Audio call-centre analysis POC: ingest recordings from S3, store audio as Lance blob v2, transcribe with SenseVoice, analyse with DeepSeek, append acoustic embeddings, and query by scalar filter or nearest-neighbour.
The toolkit uses the workflow/ pipeline: analysis runs first, then audio blobs
and analysis metadata are co-ingested into the Lance asset table.
Manifest (parquet / jsonl / csv)
doc_id, s3_url
│
▼ Stage 1 — workflow/analyze.py
│ Daft: read manifest → download audio bytes → duration filter
│ → SenseVoice ASR (transcript + acoustic_emotion)

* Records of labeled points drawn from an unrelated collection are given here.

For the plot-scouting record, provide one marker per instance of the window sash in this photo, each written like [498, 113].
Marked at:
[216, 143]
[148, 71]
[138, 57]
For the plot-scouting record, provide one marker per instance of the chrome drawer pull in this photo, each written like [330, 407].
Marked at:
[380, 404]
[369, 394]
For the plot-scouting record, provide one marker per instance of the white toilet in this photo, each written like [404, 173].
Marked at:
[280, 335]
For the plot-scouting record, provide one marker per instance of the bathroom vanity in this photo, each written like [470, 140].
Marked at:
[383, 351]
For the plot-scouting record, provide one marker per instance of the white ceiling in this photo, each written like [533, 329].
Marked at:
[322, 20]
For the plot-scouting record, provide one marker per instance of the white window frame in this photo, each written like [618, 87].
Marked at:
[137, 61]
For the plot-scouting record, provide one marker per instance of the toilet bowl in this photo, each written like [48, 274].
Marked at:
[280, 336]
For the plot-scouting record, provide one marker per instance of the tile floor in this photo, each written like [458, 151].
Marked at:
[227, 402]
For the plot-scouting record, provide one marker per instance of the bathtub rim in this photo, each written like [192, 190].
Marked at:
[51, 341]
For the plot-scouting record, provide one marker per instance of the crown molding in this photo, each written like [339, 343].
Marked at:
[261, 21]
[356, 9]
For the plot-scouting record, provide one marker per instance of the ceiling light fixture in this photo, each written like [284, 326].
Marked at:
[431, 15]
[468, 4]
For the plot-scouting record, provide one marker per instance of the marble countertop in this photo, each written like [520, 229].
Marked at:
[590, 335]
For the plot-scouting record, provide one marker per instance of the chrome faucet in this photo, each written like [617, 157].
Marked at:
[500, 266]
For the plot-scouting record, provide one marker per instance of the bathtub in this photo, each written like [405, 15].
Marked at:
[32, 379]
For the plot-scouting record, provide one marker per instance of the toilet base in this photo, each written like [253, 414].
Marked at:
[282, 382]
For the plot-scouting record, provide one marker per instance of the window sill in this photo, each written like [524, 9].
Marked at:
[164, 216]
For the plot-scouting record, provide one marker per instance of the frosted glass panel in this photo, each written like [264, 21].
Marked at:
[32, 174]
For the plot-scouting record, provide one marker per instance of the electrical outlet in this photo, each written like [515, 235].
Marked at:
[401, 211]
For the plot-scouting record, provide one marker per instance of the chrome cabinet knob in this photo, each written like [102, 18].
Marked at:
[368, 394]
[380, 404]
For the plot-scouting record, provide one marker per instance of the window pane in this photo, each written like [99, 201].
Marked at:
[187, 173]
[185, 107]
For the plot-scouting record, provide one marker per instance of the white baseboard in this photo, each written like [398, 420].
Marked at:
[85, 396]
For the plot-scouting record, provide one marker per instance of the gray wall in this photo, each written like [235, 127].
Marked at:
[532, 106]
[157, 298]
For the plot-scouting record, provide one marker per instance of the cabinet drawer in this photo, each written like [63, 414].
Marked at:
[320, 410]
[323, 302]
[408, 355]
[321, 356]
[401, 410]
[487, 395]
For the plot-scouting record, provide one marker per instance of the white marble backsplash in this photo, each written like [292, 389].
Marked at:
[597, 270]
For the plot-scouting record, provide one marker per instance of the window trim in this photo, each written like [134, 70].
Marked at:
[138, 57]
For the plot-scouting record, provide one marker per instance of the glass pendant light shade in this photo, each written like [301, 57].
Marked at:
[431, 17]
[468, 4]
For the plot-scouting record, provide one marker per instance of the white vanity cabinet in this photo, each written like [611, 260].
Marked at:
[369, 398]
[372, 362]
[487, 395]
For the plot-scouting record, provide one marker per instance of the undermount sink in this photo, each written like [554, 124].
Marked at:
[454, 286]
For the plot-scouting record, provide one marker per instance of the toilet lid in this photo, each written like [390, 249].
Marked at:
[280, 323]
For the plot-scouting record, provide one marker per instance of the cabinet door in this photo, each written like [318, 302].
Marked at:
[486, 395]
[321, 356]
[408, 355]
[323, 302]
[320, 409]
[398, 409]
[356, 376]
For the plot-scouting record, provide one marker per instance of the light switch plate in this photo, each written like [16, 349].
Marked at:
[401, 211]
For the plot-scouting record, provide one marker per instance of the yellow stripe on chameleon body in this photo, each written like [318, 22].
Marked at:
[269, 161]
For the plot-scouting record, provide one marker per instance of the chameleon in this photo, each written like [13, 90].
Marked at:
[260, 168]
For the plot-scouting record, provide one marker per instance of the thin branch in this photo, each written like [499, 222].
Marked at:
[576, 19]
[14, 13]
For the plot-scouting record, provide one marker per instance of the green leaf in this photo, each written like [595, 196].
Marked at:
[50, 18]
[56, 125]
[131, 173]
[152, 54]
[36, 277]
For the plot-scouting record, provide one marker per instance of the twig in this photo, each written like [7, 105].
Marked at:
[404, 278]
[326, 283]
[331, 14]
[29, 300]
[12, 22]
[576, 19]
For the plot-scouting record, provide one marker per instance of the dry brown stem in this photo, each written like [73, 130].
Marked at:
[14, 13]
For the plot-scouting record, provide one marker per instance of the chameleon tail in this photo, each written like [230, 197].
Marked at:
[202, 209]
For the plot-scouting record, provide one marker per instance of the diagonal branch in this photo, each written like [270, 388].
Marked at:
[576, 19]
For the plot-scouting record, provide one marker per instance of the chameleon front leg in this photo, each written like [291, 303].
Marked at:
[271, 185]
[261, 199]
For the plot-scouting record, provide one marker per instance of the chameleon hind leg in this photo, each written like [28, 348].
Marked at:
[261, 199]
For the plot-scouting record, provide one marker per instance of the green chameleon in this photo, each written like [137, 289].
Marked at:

│ → PII redaction (ID card, phone numbers)
│ → DeepSeek LLM (downgrade_related, bad_tone, emotion_score …)
│ → [optional --embed] audio_embedding (128-dim)
│
├── (no --embed) → JSONL on S3
└── (--embed) → Lance staging table on S3
│
▼ Stage 2 — workflow/ingest.py
│ Daft: read JSONL or Lance staging table
│ → download audio blobs from s3_url
│ → stamp ingest_time
│ → write_lance (blob v2, append)
│ → validate blob v2
│
▼ Lance asset table (blob v2, local or S3)
│ columns: doc_id, s3_url, audio_blob,
│ transcript, acoustic_emotion,
│ downgrade_related, primary_reason,
│ secondary_reason, summary, confidence,
│ text_emotion, bad_tone, emotion_score,
│ [audio_embedding], ingest_time
│
▼ Stage 3 — workflow/index.py
│ lance_ray : IVF_PQ index on audio_embedding
│ pylance : ZONEMAP index on ingest_time
│
├──▶ Stage 4 — workflow/query.py
│ Daft SQL (daft.sql()) : --sql (scalar / aggregation)
│ Daft scanner pushdown : --where (scalar filter)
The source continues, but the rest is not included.